Communication is presumably driven by the constant removal and restoration of
satisfactory (but not total) stability. There may even be some neurological
impulse to escape the stagnation of cognitive systems; boredom is naturally
unpleasant.
It should now be clear that no model of reading can
dispense with assuming heavy processor contributions, even to deal with the
surface text. Phrases, clauses, sentences, coherence, purpose — all these must
be enacted, not just found. Moreover, there must be operations for
contributing additional material. Spreading activation ensues without special
command when some element is placed in working memory, that is, its active
status “spreads” to other items closely associated in stored knowledge
(Collins & Loftus, 1975). Inferencing is done whenever there is a specific
discontinuity to be bridged. (See Warren, Nicholas, & Trabasso, 1979.) The
distinction that might be drawn (and not all researchers do so) is one of
directedness and conscious control. Though usually cited in dealing with
conceptual coherence, these two operation types might be envisioned as running
in any textual subsystem, and with any degree of scale or power. It would follow
that part of the problem-solving posited in my model is performed without effort
through spreading activation (cf. Ortony, 1978).
We must now confront the issue of automatization.
Following LaBerge and Samuels (1974, p. 295), we can define “automatic”
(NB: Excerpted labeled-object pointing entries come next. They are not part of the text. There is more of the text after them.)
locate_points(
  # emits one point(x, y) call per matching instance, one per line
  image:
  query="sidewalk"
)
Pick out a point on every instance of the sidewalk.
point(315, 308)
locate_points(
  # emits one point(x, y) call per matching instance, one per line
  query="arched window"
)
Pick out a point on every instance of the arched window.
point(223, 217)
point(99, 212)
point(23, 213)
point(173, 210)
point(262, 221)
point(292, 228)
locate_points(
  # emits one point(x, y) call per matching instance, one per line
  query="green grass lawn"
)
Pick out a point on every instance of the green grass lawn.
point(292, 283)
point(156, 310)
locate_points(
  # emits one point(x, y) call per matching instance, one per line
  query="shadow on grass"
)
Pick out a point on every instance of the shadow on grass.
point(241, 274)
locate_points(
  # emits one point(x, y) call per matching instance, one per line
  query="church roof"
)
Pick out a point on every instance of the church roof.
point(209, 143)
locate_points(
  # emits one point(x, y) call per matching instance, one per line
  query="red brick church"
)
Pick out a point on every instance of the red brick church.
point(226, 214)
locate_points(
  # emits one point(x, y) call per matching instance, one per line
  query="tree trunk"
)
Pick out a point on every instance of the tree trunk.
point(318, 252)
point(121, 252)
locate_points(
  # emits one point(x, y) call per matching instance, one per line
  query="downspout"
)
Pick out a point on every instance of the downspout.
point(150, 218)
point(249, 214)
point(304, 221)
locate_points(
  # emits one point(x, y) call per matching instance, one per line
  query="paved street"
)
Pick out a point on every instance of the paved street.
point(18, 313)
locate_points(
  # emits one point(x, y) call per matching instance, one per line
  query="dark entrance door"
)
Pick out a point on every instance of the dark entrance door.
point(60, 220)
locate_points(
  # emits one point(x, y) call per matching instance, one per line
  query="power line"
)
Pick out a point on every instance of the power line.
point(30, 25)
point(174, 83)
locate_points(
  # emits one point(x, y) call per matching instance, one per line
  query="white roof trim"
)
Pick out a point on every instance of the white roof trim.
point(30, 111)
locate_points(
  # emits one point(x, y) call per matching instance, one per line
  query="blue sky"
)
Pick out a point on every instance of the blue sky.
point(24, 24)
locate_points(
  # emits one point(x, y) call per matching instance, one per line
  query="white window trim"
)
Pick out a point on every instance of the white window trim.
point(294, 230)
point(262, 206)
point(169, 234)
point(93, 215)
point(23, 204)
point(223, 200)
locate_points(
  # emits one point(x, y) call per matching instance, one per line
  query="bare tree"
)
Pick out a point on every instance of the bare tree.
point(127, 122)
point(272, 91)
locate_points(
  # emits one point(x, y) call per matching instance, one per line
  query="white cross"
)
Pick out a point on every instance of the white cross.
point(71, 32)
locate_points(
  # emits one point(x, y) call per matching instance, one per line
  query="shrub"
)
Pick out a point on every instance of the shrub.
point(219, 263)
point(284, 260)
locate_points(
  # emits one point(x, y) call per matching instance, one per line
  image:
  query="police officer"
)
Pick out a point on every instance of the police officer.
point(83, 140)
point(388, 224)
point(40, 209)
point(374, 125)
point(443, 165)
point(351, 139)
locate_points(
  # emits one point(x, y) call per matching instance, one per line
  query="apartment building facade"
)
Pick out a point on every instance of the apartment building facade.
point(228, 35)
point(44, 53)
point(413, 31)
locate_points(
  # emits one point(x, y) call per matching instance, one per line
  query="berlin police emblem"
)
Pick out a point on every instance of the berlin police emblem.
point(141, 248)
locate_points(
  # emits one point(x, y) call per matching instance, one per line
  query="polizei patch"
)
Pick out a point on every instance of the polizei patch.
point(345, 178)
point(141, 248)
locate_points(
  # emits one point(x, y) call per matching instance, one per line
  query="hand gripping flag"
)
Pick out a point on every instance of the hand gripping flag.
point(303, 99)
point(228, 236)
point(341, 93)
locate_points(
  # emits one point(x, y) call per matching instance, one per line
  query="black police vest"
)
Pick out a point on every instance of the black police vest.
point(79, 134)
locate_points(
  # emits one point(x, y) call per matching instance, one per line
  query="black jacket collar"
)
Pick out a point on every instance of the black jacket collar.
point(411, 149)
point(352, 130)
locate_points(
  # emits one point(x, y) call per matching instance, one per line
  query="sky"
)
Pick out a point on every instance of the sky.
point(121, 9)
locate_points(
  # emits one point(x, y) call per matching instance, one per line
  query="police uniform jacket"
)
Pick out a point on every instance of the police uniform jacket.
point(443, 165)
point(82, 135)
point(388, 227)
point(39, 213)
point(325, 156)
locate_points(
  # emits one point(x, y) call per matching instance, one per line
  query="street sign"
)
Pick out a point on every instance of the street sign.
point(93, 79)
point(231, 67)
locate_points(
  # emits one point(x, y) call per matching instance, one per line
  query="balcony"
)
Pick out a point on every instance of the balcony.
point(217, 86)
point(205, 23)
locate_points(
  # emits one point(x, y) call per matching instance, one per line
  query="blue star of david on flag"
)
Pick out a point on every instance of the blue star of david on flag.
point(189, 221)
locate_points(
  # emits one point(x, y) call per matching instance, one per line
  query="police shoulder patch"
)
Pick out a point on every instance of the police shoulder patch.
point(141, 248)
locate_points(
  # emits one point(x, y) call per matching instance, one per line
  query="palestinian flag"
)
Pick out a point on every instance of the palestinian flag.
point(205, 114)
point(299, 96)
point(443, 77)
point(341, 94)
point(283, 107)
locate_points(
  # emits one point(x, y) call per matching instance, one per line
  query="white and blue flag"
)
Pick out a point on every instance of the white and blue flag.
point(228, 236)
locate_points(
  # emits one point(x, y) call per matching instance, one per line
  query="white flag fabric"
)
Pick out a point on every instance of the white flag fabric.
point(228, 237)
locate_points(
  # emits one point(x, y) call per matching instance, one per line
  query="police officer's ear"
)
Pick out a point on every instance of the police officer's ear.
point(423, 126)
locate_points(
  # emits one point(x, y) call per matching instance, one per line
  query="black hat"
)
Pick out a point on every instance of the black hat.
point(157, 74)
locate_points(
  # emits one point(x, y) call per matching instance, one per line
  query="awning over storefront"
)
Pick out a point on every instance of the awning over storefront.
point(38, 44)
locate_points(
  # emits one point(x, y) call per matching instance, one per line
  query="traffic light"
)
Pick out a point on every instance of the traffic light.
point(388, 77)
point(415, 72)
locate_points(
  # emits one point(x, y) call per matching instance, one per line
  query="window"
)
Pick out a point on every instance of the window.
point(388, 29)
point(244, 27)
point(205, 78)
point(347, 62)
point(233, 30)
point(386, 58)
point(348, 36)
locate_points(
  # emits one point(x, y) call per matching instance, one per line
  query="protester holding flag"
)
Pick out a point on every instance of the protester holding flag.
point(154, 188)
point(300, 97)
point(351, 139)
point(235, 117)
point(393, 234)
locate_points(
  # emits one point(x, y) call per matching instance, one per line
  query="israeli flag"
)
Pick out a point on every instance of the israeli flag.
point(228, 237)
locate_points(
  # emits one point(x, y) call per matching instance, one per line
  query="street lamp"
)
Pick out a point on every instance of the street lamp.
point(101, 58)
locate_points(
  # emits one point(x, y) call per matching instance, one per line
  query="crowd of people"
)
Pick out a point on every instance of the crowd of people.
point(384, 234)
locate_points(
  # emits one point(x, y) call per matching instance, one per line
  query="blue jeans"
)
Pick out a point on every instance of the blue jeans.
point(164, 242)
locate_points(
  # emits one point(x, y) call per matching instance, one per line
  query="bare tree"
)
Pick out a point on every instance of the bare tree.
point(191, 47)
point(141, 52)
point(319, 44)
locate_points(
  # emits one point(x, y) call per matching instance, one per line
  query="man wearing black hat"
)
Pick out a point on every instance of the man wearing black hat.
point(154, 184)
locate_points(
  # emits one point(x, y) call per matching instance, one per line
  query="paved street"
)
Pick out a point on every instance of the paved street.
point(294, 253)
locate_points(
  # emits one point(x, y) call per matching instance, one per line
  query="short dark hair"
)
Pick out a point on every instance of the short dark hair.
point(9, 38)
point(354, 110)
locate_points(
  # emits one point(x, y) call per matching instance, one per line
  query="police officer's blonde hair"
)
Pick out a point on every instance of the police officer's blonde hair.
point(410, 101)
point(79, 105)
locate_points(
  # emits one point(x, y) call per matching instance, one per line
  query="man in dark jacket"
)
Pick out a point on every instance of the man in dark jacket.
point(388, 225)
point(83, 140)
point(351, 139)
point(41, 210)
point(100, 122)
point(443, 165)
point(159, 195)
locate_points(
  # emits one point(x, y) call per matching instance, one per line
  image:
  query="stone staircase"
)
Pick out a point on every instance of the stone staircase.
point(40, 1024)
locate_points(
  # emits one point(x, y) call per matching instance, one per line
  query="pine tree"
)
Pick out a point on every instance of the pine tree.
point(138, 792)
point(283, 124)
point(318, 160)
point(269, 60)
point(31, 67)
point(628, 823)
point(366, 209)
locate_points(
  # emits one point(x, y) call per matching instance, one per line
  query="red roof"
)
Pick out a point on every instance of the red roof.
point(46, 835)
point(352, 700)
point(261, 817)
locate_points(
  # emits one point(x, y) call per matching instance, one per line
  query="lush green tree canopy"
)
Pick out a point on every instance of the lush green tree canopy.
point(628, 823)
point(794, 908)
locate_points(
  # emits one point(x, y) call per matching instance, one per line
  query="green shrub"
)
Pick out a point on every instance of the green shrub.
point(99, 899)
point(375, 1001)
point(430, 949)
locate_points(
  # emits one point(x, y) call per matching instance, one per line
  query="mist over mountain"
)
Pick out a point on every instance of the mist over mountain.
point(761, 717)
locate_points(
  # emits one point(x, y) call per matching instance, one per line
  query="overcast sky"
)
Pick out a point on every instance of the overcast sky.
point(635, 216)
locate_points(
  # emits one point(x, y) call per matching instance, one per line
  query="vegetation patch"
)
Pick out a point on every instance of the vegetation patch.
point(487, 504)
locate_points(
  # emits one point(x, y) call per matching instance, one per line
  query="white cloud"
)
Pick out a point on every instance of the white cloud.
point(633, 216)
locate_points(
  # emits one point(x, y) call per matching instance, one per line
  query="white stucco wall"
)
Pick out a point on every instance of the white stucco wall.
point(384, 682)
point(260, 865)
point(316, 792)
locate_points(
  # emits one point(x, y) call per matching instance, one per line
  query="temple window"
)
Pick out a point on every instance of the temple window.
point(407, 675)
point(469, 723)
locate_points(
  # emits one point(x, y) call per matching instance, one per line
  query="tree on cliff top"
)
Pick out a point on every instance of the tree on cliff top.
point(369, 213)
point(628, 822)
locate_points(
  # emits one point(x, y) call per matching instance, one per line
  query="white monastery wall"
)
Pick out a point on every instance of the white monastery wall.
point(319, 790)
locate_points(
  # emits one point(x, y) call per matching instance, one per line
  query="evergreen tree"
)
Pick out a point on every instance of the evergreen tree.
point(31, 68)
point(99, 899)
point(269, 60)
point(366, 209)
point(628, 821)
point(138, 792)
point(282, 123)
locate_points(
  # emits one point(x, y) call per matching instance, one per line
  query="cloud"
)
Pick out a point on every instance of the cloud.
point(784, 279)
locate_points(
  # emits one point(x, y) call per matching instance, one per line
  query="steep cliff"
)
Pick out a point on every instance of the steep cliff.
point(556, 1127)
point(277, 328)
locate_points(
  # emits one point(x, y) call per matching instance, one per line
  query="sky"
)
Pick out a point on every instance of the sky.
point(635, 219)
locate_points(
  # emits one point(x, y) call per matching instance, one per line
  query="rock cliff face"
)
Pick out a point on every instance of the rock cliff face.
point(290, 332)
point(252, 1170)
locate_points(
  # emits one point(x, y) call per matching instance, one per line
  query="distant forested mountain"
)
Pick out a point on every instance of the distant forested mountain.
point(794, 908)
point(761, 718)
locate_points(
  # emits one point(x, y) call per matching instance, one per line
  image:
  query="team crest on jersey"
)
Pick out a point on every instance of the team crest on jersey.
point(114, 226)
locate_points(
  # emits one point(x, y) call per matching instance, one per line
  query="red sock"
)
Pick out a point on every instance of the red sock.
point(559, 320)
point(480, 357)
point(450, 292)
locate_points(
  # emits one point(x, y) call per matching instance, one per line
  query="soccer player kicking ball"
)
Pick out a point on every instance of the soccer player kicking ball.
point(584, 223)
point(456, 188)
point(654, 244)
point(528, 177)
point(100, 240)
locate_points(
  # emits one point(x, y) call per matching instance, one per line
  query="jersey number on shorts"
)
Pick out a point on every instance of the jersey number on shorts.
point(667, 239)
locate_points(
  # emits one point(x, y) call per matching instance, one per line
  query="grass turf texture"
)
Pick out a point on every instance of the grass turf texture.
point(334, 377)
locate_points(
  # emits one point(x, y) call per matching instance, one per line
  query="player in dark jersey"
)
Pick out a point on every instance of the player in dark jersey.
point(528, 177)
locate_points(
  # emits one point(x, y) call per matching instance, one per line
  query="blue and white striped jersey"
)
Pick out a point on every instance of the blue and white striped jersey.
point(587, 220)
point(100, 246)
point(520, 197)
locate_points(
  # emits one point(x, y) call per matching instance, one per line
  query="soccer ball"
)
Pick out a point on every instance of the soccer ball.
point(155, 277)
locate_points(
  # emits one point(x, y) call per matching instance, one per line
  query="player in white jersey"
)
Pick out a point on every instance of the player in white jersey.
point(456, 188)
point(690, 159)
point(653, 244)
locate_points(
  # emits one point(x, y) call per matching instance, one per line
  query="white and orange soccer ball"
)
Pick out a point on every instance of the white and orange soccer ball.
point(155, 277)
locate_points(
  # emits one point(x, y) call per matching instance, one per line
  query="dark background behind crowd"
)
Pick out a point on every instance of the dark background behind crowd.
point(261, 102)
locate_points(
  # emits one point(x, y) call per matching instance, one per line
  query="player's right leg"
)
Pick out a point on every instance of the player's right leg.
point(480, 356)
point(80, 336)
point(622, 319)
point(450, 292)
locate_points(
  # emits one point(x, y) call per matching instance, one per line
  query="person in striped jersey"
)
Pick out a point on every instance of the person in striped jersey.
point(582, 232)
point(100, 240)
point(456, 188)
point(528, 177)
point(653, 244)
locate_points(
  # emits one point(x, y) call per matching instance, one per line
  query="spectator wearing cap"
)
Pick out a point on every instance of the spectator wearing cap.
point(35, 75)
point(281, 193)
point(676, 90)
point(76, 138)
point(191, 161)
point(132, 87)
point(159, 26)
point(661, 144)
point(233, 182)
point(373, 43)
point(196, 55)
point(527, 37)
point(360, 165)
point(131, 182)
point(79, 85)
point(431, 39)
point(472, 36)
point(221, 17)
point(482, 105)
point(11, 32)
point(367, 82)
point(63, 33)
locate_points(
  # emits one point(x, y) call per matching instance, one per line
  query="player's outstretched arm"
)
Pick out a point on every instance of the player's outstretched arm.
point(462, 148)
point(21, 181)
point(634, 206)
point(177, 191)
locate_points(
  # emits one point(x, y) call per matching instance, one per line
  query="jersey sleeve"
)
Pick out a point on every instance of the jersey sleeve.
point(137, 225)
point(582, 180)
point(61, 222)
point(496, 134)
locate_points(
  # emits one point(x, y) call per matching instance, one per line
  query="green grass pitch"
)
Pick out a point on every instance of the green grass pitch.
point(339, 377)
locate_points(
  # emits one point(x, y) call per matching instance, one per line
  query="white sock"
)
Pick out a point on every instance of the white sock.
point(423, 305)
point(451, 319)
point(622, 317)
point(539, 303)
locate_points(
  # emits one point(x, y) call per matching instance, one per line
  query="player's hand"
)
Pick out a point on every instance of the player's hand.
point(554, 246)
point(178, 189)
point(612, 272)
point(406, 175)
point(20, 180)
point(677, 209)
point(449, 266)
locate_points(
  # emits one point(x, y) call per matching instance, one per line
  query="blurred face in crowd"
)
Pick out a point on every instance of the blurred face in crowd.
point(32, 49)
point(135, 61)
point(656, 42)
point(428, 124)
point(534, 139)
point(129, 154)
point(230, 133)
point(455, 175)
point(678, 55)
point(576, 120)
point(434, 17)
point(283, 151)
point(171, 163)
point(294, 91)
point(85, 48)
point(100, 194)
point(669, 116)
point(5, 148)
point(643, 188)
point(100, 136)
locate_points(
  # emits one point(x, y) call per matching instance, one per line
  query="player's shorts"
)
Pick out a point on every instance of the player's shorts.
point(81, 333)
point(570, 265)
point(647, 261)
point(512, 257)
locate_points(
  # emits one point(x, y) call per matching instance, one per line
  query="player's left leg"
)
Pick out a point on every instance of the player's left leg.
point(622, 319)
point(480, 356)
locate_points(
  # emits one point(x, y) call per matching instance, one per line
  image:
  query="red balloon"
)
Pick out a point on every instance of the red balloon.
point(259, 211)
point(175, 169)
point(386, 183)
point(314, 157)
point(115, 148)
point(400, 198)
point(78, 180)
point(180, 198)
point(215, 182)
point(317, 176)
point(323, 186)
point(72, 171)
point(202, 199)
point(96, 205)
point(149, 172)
processes as those done “while attention is directed elsewhere.” If
“attention” is in turn defined as an expenditure of processing resources
that inhibits the potential for other tasks at the same time (Keele, 1973), we
can conclude that automatic processes do not compete with whatever other
operations the mind must perform simultaneously. Clearly, at least some areas of
understanding must run automatically, since the brain has a limited capacity for
complex tasks (cf. Posner& Snyder, 1975, pp. 64ff.). But it is probably too
strong to claim that it is all automatic (as Anderson & Bower, 1973, suggest
for memory). As a working hypothesis, it might be argued that conscious control
is retained over high-powered processing, while low-powered tasks are done by
automatized subroutines. Between the two domains there would be a flexible
threshold that moves up or down depending on how much time and attention can be
made available. A possible corollary is that most laboratory experiments tend to
manipulate this threshold and hence to yield unnatural results (cf. p. 302).